JAKARTA - Indonesia dengan jumlah penduduk terbanyak dari Sabang sampai Merauke merupakan kelebihan yang nyata bagi nusantara ini. Wajah ke Islaman Indonesia sangat moderat, toleran , dan menjunjung tinggi nilai kemanusiaan.
Pandangan ini muncul dalam Diskusi Kebangsaan sekaligus serah terima jabatan Direktur Ekskutif SAS (Said Aqil Siraj) Institute kepada Sadullah Affandy yang sebelumnya dijabat Imdadun Rahmat di Sekretariat SAS Institute Gedung Wisma Nugra Santana, Kamis 1 September 2022.
"Jika tidak ada Al-Azhar di Mesir di Timur Tengah dan NU di Indonesia, Islam dan umat Islam akan mudah dibawa ke tubir kehancuran," kata Kiai Said Aqil Siraj dalam acara tersebut.
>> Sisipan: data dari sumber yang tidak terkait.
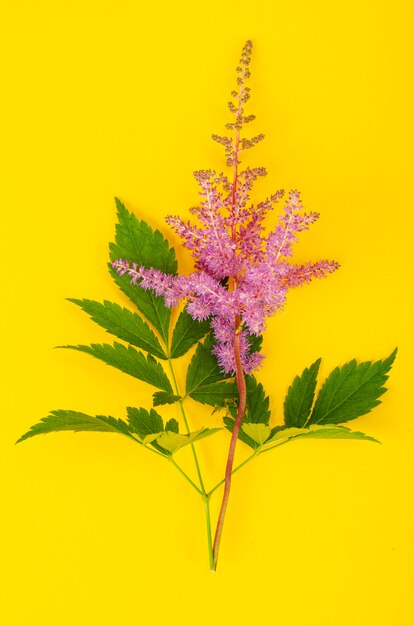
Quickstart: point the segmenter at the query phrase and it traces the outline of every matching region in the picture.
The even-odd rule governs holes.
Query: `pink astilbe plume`
[[[189,276],[171,276],[152,268],[137,267],[118,259],[113,267],[120,274],[129,274],[132,282],[143,289],[153,289],[164,297],[168,306],[186,300],[188,313],[197,320],[211,318],[216,339],[213,351],[226,373],[236,370],[234,335],[240,334],[240,356],[246,373],[256,369],[263,355],[250,351],[249,334],[259,335],[266,318],[280,311],[287,292],[312,278],[322,278],[336,270],[335,261],[318,261],[294,265],[287,261],[297,235],[307,230],[319,217],[304,213],[300,194],[293,190],[282,209],[275,229],[264,235],[263,221],[282,199],[276,191],[266,200],[250,204],[254,182],[266,175],[264,168],[239,171],[240,153],[252,148],[264,137],[241,138],[242,127],[254,119],[244,114],[250,98],[246,80],[250,76],[251,42],[247,42],[237,68],[237,91],[229,102],[235,116],[226,127],[235,137],[213,135],[225,148],[227,164],[233,170],[232,180],[212,170],[195,172],[200,187],[200,204],[191,213],[199,224],[168,216],[167,223],[183,240],[195,260],[195,272]]]

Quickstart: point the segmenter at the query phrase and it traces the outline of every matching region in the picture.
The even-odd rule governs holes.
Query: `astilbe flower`
[[[321,278],[338,268],[335,261],[317,261],[305,265],[289,263],[297,234],[307,230],[319,217],[304,213],[300,194],[289,192],[275,229],[264,235],[267,213],[284,196],[280,190],[266,200],[249,205],[254,182],[266,175],[262,167],[239,171],[240,153],[255,146],[264,136],[241,138],[243,125],[254,115],[244,115],[250,97],[246,80],[250,76],[251,42],[247,42],[237,68],[237,91],[232,92],[230,111],[235,119],[226,125],[234,139],[213,135],[225,147],[227,164],[233,169],[232,180],[212,170],[194,173],[200,187],[200,205],[191,213],[199,225],[179,216],[168,216],[167,223],[183,240],[195,259],[195,271],[188,276],[172,276],[153,268],[137,267],[117,259],[113,267],[131,276],[143,289],[153,289],[168,306],[186,300],[188,313],[197,320],[211,319],[216,340],[213,348],[225,373],[236,371],[234,337],[240,335],[240,358],[243,370],[250,373],[263,355],[251,352],[249,334],[259,335],[266,318],[280,311],[291,287]]]
[[[224,146],[232,180],[212,170],[195,172],[200,204],[191,213],[199,224],[185,222],[179,216],[167,217],[168,224],[191,251],[195,271],[188,276],[171,276],[154,268],[137,267],[128,260],[118,259],[113,263],[120,274],[129,274],[142,288],[164,296],[168,306],[186,300],[187,311],[194,319],[209,318],[217,361],[224,373],[235,374],[238,405],[214,537],[213,570],[217,567],[236,443],[247,406],[245,373],[251,373],[263,360],[262,354],[252,351],[249,335],[263,332],[266,319],[283,308],[291,287],[326,276],[338,267],[335,261],[305,265],[289,262],[298,233],[307,230],[319,217],[317,213],[303,212],[298,191],[290,191],[275,229],[267,236],[264,218],[282,199],[283,190],[258,204],[250,204],[254,182],[266,175],[262,167],[239,171],[241,152],[264,138],[262,134],[249,139],[241,137],[243,126],[255,118],[244,114],[244,105],[250,98],[246,81],[250,76],[251,49],[248,41],[237,68],[237,90],[232,92],[233,101],[229,102],[234,121],[226,127],[234,132],[234,138],[213,135]]]

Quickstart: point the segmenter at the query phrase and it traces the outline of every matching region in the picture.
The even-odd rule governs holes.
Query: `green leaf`
[[[296,428],[294,426],[291,428],[278,428],[276,432],[266,441],[266,445],[273,443],[274,441],[280,441],[281,439],[292,439],[293,437],[303,435],[303,433],[303,428]]]
[[[200,385],[189,395],[193,400],[201,404],[223,407],[226,406],[229,401],[236,400],[239,394],[235,382],[222,381],[208,385]]]
[[[200,439],[214,435],[214,433],[221,430],[221,428],[202,428],[194,433],[188,435],[181,435],[176,432],[163,432],[158,437],[157,444],[171,455],[175,454],[183,446],[188,446],[191,443],[195,443]]]
[[[86,415],[86,413],[80,413],[79,411],[57,410],[51,411],[48,417],[42,418],[38,424],[32,426],[16,443],[29,439],[29,437],[34,437],[35,435],[45,435],[62,430],[71,430],[74,432],[114,432],[129,437],[131,436],[127,424],[114,417],[107,415]]]
[[[160,433],[152,433],[151,435],[145,435],[142,438],[142,445],[148,446],[149,444],[153,444],[156,439],[160,436]],[[153,446],[156,447],[156,446]]]
[[[144,445],[151,445],[161,454],[169,456],[169,451],[162,448],[158,439],[165,431],[178,433],[178,422],[174,418],[170,419],[164,428],[161,415],[154,409],[147,411],[143,408],[127,407],[128,423],[131,432],[136,433]]]
[[[177,260],[174,249],[169,247],[160,231],[153,231],[146,222],[138,220],[130,213],[120,200],[116,198],[115,201],[118,224],[115,243],[109,244],[111,261],[124,259],[137,263],[138,266],[144,265],[166,274],[176,274]],[[111,267],[110,273],[119,288],[167,342],[171,311],[165,306],[164,299],[156,296],[151,290],[146,291],[138,285],[131,285],[131,279],[127,274],[120,276]]]
[[[233,417],[226,416],[225,418],[223,418],[223,422],[224,422],[224,425],[225,425],[226,429],[230,433],[232,433],[233,432],[233,428],[234,428],[235,419]],[[239,430],[238,439],[240,439],[240,441],[245,443],[247,446],[249,446],[249,448],[252,448],[253,450],[257,450],[257,448],[260,447],[259,444],[257,443],[257,441],[255,441],[254,439],[249,437],[249,435],[247,435],[247,433],[245,433],[243,428],[240,428],[240,430]]]
[[[115,256],[115,258],[117,258]],[[167,343],[168,329],[170,327],[171,310],[165,306],[164,298],[156,296],[151,290],[146,291],[139,285],[132,285],[131,278],[124,274],[120,276],[116,271],[108,265],[109,273],[120,290],[131,300],[154,328],[160,333],[161,337]]]
[[[258,383],[254,376],[246,376],[246,411],[243,417],[244,424],[265,424],[269,425],[270,409],[269,397],[266,396],[265,390],[261,383]],[[236,399],[238,391],[236,386]],[[236,417],[237,403],[233,406],[229,405],[229,412],[232,417]]]
[[[263,337],[262,335],[249,335],[248,341],[250,344],[250,352],[260,352],[262,349]]]
[[[114,302],[104,300],[103,303],[94,300],[77,300],[68,298],[70,302],[78,305],[91,319],[105,328],[109,333],[119,339],[123,339],[133,346],[142,348],[160,359],[166,359],[167,355],[161,348],[156,335],[148,324],[136,313],[119,306]]]
[[[148,435],[161,433],[164,430],[162,417],[154,409],[147,411],[142,407],[137,409],[128,406],[127,415],[131,432],[136,433],[141,439]]]
[[[110,244],[110,248],[116,248],[117,253],[120,252],[120,257],[117,258],[153,267],[166,274],[176,274],[178,264],[174,248],[170,248],[160,231],[154,231],[144,220],[138,220],[118,198],[115,198],[115,203],[118,224],[115,244]],[[135,255],[135,258],[129,258],[129,254]]]
[[[345,428],[345,426],[336,426],[335,424],[326,424],[325,426],[319,426],[317,424],[313,424],[309,426],[307,429],[308,432],[303,433],[301,438],[312,438],[312,439],[365,439],[367,441],[374,441],[375,443],[380,443],[378,439],[374,439],[374,437],[369,437],[364,433],[361,433],[358,430],[350,430],[349,428]]]
[[[245,423],[269,425],[269,396],[266,396],[262,383],[254,376],[246,377],[246,415]]]
[[[336,424],[327,424],[320,426],[318,424],[312,424],[307,428],[283,428],[279,430],[275,435],[270,437],[265,443],[268,446],[276,441],[283,439],[365,439],[368,441],[375,441],[379,443],[374,437],[369,437],[364,433],[356,430],[349,430],[345,426],[337,426]]]
[[[152,394],[152,403],[154,406],[160,406],[161,404],[174,404],[181,400],[181,396],[176,396],[169,391],[156,391]]]
[[[171,341],[171,358],[176,359],[188,352],[210,330],[208,321],[198,322],[186,310],[182,311],[174,327]]]
[[[211,352],[214,345],[212,335],[207,335],[204,343],[199,343],[187,370],[186,391],[191,395],[195,389],[222,381],[226,377],[220,370],[217,359]]]
[[[269,439],[270,433],[271,433],[270,427],[266,426],[266,424],[261,424],[261,423],[257,423],[257,424],[243,423],[242,429],[246,433],[246,435],[250,437],[250,439],[253,439],[253,441],[258,443],[259,445],[264,444],[265,441]]]
[[[59,348],[69,348],[91,354],[107,365],[112,365],[121,372],[130,374],[139,380],[143,380],[158,389],[172,393],[171,383],[164,372],[161,363],[158,363],[153,356],[145,356],[132,346],[125,347],[115,342],[113,346],[107,343],[93,343],[90,346],[58,346]]]
[[[312,409],[320,364],[321,359],[312,363],[289,387],[284,404],[286,426],[305,426]]]
[[[157,437],[157,444],[169,454],[174,454],[177,450],[187,445],[187,443],[191,443],[188,435],[182,435],[172,431],[161,433],[161,435]]]
[[[198,344],[187,370],[186,395],[203,404],[224,406],[226,400],[237,397],[237,387],[234,382],[225,382],[230,375],[220,370],[211,352],[213,345],[211,334]]]
[[[170,430],[172,433],[178,433],[179,428],[177,420],[173,417],[168,420],[168,422],[165,424],[165,430]]]
[[[353,359],[336,367],[319,391],[309,424],[339,424],[369,413],[386,391],[384,384],[396,354],[397,349],[383,361],[357,364]]]
[[[238,399],[237,385],[235,386],[235,400]],[[229,432],[233,432],[237,414],[237,402],[228,405],[230,415],[224,418],[224,424]],[[238,438],[253,450],[256,450],[270,437],[275,429],[269,427],[270,410],[269,397],[261,383],[254,376],[246,376],[246,412]]]

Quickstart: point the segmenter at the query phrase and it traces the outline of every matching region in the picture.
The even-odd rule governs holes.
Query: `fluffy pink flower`
[[[239,171],[240,153],[263,139],[263,135],[240,137],[243,125],[254,119],[244,115],[244,105],[250,97],[245,85],[250,75],[250,52],[248,42],[237,68],[238,90],[232,92],[234,102],[229,103],[235,119],[226,127],[235,132],[235,137],[213,135],[225,148],[227,164],[233,168],[232,181],[212,170],[195,172],[200,204],[191,212],[199,224],[178,216],[166,218],[191,251],[196,271],[189,276],[171,276],[152,268],[138,268],[122,259],[112,264],[117,272],[127,273],[143,289],[153,289],[163,296],[167,306],[186,300],[187,311],[194,319],[211,318],[216,339],[213,351],[226,373],[235,371],[235,332],[240,334],[244,371],[250,373],[260,365],[263,355],[251,353],[248,335],[263,332],[266,319],[283,308],[290,288],[322,278],[339,267],[335,261],[306,265],[288,262],[298,233],[307,230],[319,217],[317,213],[303,212],[298,191],[290,191],[275,229],[267,236],[264,218],[284,192],[277,191],[258,204],[250,204],[254,182],[266,175],[260,167]]]

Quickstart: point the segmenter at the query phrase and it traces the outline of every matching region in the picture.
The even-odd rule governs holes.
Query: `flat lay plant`
[[[261,202],[251,200],[255,181],[266,175],[263,167],[242,167],[243,153],[264,138],[244,135],[245,127],[255,119],[245,112],[250,98],[251,52],[252,43],[247,41],[228,104],[232,115],[226,124],[228,134],[213,135],[224,147],[230,174],[210,169],[194,173],[200,203],[191,213],[198,223],[179,216],[166,218],[190,251],[194,271],[179,274],[175,251],[161,232],[117,199],[118,222],[115,242],[109,246],[108,267],[134,308],[107,300],[69,298],[120,341],[60,347],[92,355],[152,385],[156,389],[152,407],[129,406],[126,419],[54,410],[19,439],[63,430],[119,433],[171,463],[202,500],[211,571],[217,568],[233,474],[256,457],[298,439],[375,442],[344,424],[380,403],[396,356],[395,349],[380,361],[358,363],[354,359],[336,367],[319,387],[321,359],[316,359],[287,390],[283,424],[271,423],[269,396],[255,376],[264,360],[266,320],[283,309],[289,289],[326,277],[339,265],[330,260],[301,265],[291,261],[298,234],[319,217],[303,211],[298,191],[285,194],[278,190]],[[268,232],[264,221],[277,205],[281,209]],[[174,324],[172,320],[176,320]],[[186,378],[178,381],[175,363],[187,354],[191,358]],[[197,448],[203,439],[222,429],[207,425],[193,430],[195,416],[187,413],[188,398],[211,407],[215,419],[219,411],[229,434],[223,479],[212,487],[206,486]],[[179,407],[180,423],[160,415],[159,411],[168,414],[172,405]],[[235,466],[239,441],[250,452]],[[179,461],[185,446],[190,446],[193,457],[192,475]],[[210,501],[221,492],[221,508],[213,526]]]

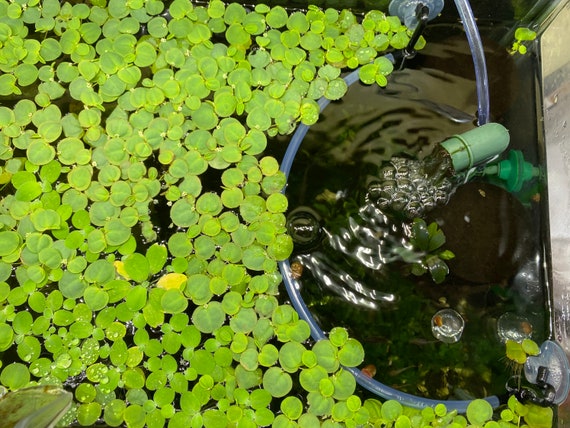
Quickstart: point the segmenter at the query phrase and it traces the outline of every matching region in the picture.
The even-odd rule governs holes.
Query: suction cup
[[[562,404],[570,391],[570,364],[562,347],[551,340],[540,346],[540,354],[528,357],[524,365],[526,379],[542,389],[554,390],[553,404]]]
[[[428,21],[431,21],[443,10],[443,0],[392,0],[388,6],[388,13],[399,16],[406,27],[415,28],[418,25],[416,14],[418,6],[429,8]]]

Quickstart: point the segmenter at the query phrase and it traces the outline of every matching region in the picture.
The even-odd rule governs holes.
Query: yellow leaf
[[[0,184],[9,183],[11,179],[12,179],[12,174],[9,173],[8,171],[0,172]]]
[[[183,273],[167,273],[166,275],[160,277],[156,283],[156,286],[164,288],[165,290],[180,290],[187,279],[188,277]]]
[[[127,280],[131,279],[131,277],[127,274],[127,271],[125,270],[125,264],[122,261],[115,260],[113,262],[113,265],[115,266],[115,270],[119,275],[121,275],[123,278]]]

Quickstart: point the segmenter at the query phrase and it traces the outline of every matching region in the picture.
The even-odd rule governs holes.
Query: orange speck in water
[[[521,328],[524,334],[528,336],[532,334],[532,325],[528,321],[521,322]]]
[[[299,262],[291,263],[291,276],[293,279],[299,279],[303,275],[303,265]]]
[[[441,327],[443,325],[443,318],[440,315],[436,315],[433,317],[433,323],[436,326]]]
[[[367,364],[360,371],[364,376],[368,376],[370,378],[376,376],[376,366],[374,364]]]

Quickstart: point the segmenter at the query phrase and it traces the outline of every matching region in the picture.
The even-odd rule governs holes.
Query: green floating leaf
[[[131,237],[131,228],[118,219],[109,220],[104,231],[107,243],[114,247],[124,244]]]
[[[538,355],[540,354],[540,347],[532,339],[524,339],[521,344],[522,350],[527,355]]]
[[[515,39],[520,41],[532,41],[536,39],[536,32],[530,28],[519,27],[515,31]]]
[[[280,405],[281,411],[287,418],[297,420],[303,413],[303,403],[295,396],[286,397]]]
[[[10,363],[2,368],[0,382],[11,390],[17,390],[28,385],[30,372],[22,363]]]
[[[6,323],[0,323],[0,351],[9,349],[14,340],[14,331]]]
[[[134,281],[145,281],[150,275],[148,259],[139,253],[133,253],[123,260],[125,272]]]
[[[287,342],[279,350],[279,364],[289,373],[295,373],[303,365],[305,347],[298,342]]]
[[[230,319],[230,327],[236,333],[250,333],[256,323],[257,314],[252,308],[242,308]]]
[[[34,165],[45,165],[55,158],[55,149],[43,140],[33,141],[26,150],[26,158]]]
[[[344,327],[333,327],[329,333],[329,340],[334,346],[341,347],[348,340],[348,331]]]
[[[238,187],[224,189],[221,194],[222,204],[227,208],[237,208],[243,201],[243,192]]]
[[[143,286],[135,286],[125,297],[127,307],[132,311],[140,311],[147,302],[147,289]]]
[[[263,374],[263,388],[273,397],[284,397],[291,391],[292,387],[291,375],[279,367],[270,367]]]
[[[22,243],[19,233],[10,230],[0,231],[0,257],[12,254]]]
[[[115,277],[115,268],[108,260],[96,260],[85,269],[84,279],[89,283],[105,284]]]
[[[31,214],[30,219],[34,228],[40,232],[61,227],[61,217],[57,211],[52,209],[39,208]]]
[[[329,340],[319,340],[313,346],[319,367],[333,373],[339,367],[337,348]]]
[[[201,249],[199,242],[200,241],[198,239],[194,242],[197,252],[199,252]],[[168,250],[174,257],[187,257],[192,252],[192,249],[192,241],[185,233],[176,232],[172,234],[168,239]]]
[[[85,304],[92,311],[100,311],[109,303],[109,295],[107,292],[96,286],[87,287],[83,299],[85,300]]]
[[[77,407],[77,422],[82,426],[94,425],[101,417],[100,403],[83,403]]]
[[[528,413],[524,421],[529,427],[550,428],[553,426],[554,411],[551,407],[542,407],[536,404],[527,404]]]
[[[325,90],[325,97],[329,100],[339,100],[341,99],[347,92],[348,85],[344,81],[344,79],[336,78],[331,80],[327,85],[327,89]]]
[[[139,41],[135,49],[135,65],[148,67],[155,63],[156,58],[155,47],[147,41]]]
[[[169,289],[162,295],[160,299],[162,310],[168,314],[177,314],[184,312],[188,307],[188,300],[178,289]]]
[[[517,364],[524,364],[526,362],[527,354],[523,350],[521,343],[508,339],[506,342],[506,347],[508,359],[514,361]]]
[[[271,117],[263,107],[254,108],[247,115],[247,125],[258,131],[266,131],[271,126]]]
[[[243,250],[242,260],[248,269],[261,271],[267,260],[267,252],[259,245],[252,245]]]
[[[187,199],[179,199],[170,209],[172,222],[180,227],[188,227],[198,222],[199,215],[194,203]]]
[[[217,215],[222,210],[222,201],[214,192],[204,193],[196,201],[196,211],[200,214]]]
[[[293,252],[293,240],[289,235],[281,234],[268,246],[267,253],[275,260],[286,260]]]
[[[192,323],[202,333],[213,333],[223,325],[225,319],[226,314],[219,302],[198,306],[192,313]]]
[[[273,193],[267,197],[267,210],[272,213],[284,213],[287,211],[288,200],[282,193]]]
[[[249,195],[240,204],[240,214],[246,222],[254,222],[265,211],[265,200],[258,195]]]
[[[338,351],[338,359],[346,367],[356,367],[364,361],[364,348],[359,341],[349,338]]]
[[[467,419],[473,425],[483,426],[492,417],[493,407],[486,400],[476,399],[467,406]]]
[[[332,376],[334,385],[333,398],[347,400],[356,390],[356,379],[347,370],[340,370]]]
[[[272,28],[281,28],[287,24],[289,16],[287,11],[281,6],[275,6],[265,16],[267,25]]]

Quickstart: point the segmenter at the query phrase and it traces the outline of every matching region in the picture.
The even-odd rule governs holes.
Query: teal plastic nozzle
[[[509,192],[518,192],[523,184],[540,175],[540,168],[524,160],[520,150],[511,150],[507,159],[485,168],[485,175],[497,175]]]
[[[450,154],[455,172],[461,172],[501,154],[509,145],[509,131],[487,123],[441,143]]]

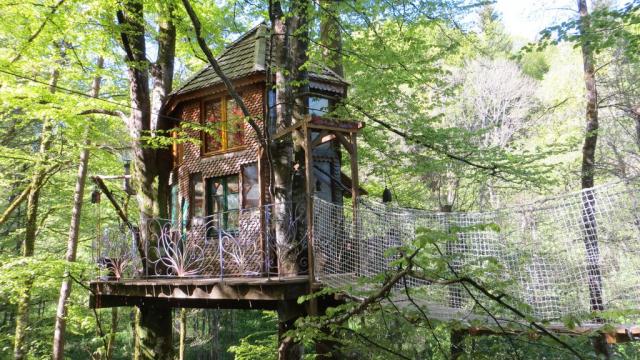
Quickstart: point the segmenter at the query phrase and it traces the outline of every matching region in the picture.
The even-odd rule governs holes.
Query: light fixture
[[[384,187],[384,191],[382,191],[382,202],[389,203],[393,200],[393,195],[391,194],[391,190],[388,187]]]

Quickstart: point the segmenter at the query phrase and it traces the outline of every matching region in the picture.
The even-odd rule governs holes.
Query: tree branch
[[[53,5],[51,7],[51,12],[49,12],[49,14],[47,15],[47,17],[44,18],[44,21],[40,24],[40,26],[38,27],[38,29],[31,34],[31,36],[29,36],[29,38],[27,39],[26,44],[23,46],[22,49],[20,49],[20,52],[11,60],[11,63],[13,64],[14,62],[20,60],[20,58],[22,57],[22,51],[24,49],[26,49],[27,45],[29,45],[30,43],[32,43],[37,37],[38,35],[40,35],[40,33],[42,32],[42,30],[44,30],[44,27],[47,25],[47,23],[51,20],[51,17],[53,15],[56,14],[56,12],[58,11],[58,8],[65,2],[65,0],[59,0],[55,5]]]
[[[128,118],[127,114],[119,110],[88,109],[78,113],[78,115],[92,115],[92,114],[115,116],[124,120]]]

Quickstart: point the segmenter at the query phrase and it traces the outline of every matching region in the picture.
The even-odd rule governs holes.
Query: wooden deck
[[[157,305],[190,308],[275,310],[278,302],[309,293],[309,278],[146,278],[94,280],[90,307]]]
[[[335,275],[351,278],[352,274]],[[291,277],[234,277],[234,278],[141,278],[135,280],[94,280],[90,283],[90,307],[155,305],[175,308],[219,308],[277,310],[283,302],[295,303],[298,297],[309,293],[306,275]],[[314,290],[322,288],[314,283]],[[338,296],[338,301],[344,301]],[[358,300],[350,297],[351,300]],[[410,307],[404,296],[394,298],[395,306]],[[491,318],[465,309],[452,309],[429,301],[417,301],[429,317],[435,321],[456,319],[469,335],[542,335],[523,321]],[[495,324],[500,323],[503,329]],[[640,340],[640,326],[632,324],[588,324],[569,329],[561,323],[548,323],[544,327],[556,334],[602,334],[610,344]],[[503,330],[505,332],[503,332]]]

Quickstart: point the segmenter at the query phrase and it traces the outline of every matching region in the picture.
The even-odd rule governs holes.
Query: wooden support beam
[[[311,144],[311,148],[313,149],[316,146],[322,145],[322,144],[324,144],[326,142],[329,142],[329,141],[331,141],[331,140],[333,140],[335,138],[336,138],[336,136],[334,134],[330,134],[329,130],[322,130],[320,132],[320,134],[318,134],[318,137],[315,140],[313,140],[313,143]]]
[[[357,197],[358,197],[358,187],[360,186],[358,180],[358,146],[357,146],[357,138],[358,135],[356,133],[351,134],[351,196],[353,197],[353,210],[355,215],[355,210],[357,207]]]
[[[338,141],[340,141],[340,144],[342,144],[342,146],[344,146],[345,149],[347,149],[347,152],[349,153],[349,155],[353,156],[353,150],[354,150],[354,146],[351,142],[349,142],[349,140],[347,140],[344,135],[340,134],[340,133],[335,133],[336,138],[338,139]]]

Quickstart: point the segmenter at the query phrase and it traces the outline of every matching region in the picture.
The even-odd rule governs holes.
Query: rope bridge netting
[[[397,272],[393,249],[415,243],[426,228],[450,234],[440,246],[421,250],[426,267],[430,257],[444,254],[444,278],[480,279],[536,320],[628,322],[640,310],[639,196],[634,179],[489,212],[440,213],[361,200],[355,219],[351,207],[316,199],[316,276],[350,295],[365,294],[373,285],[363,278]],[[399,302],[408,294],[406,284],[412,303],[425,304],[435,319],[476,321],[487,312],[478,303],[513,318],[461,284],[409,277],[395,286]]]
"Beruntung Indonesia memiliki ulama seperti Hadratus Syaikh Hasyim Asy’ari yang berhasil menyatukan antara ke Islaman dan kebangsaan yang bisa menjadi fondasi dan perekat bagi kesatuan umat," tambah Kiai Said.
Umat Islam di dunia tak bisa lagi mengharap kebangkitan Islam dari negara-negara Arab di Timur Tengah. Umat Islam di sana saling berperang dan memusuhi. Sejak terbentuknya negara, bangsa, dunia telah berubah.
Saat ini dunia sedang menaruh harapan besar pada Indonesia sebagai negara berpenduduk muslim terbesar di dunia. Di Timur Tengah, kata Kiai Said, Islam dan nasionalisme tidak bisa disatukan dan bisa saling membelakangi.
"Di Timur Tengah kita tidak akan menemui orang seperti Hasyim Asyari yang merupakan seorang ulama sekaligus nasionalis," ujarnya. Di Timur Tengah, tempat kelahiran Islam, ulama dan nasionalis memiliki agenda dan perjuangannya sendiri-sendiri.
Karena itu, kata Kiai Said, pernyataan Kiai Hasyim Asyari "Hubbul wathan minal iman" bukanlah rumusan sederhana. Di dalamnya mengandung penegasan bahwa nasionalisme memiliki basis teologi di dalam Islam.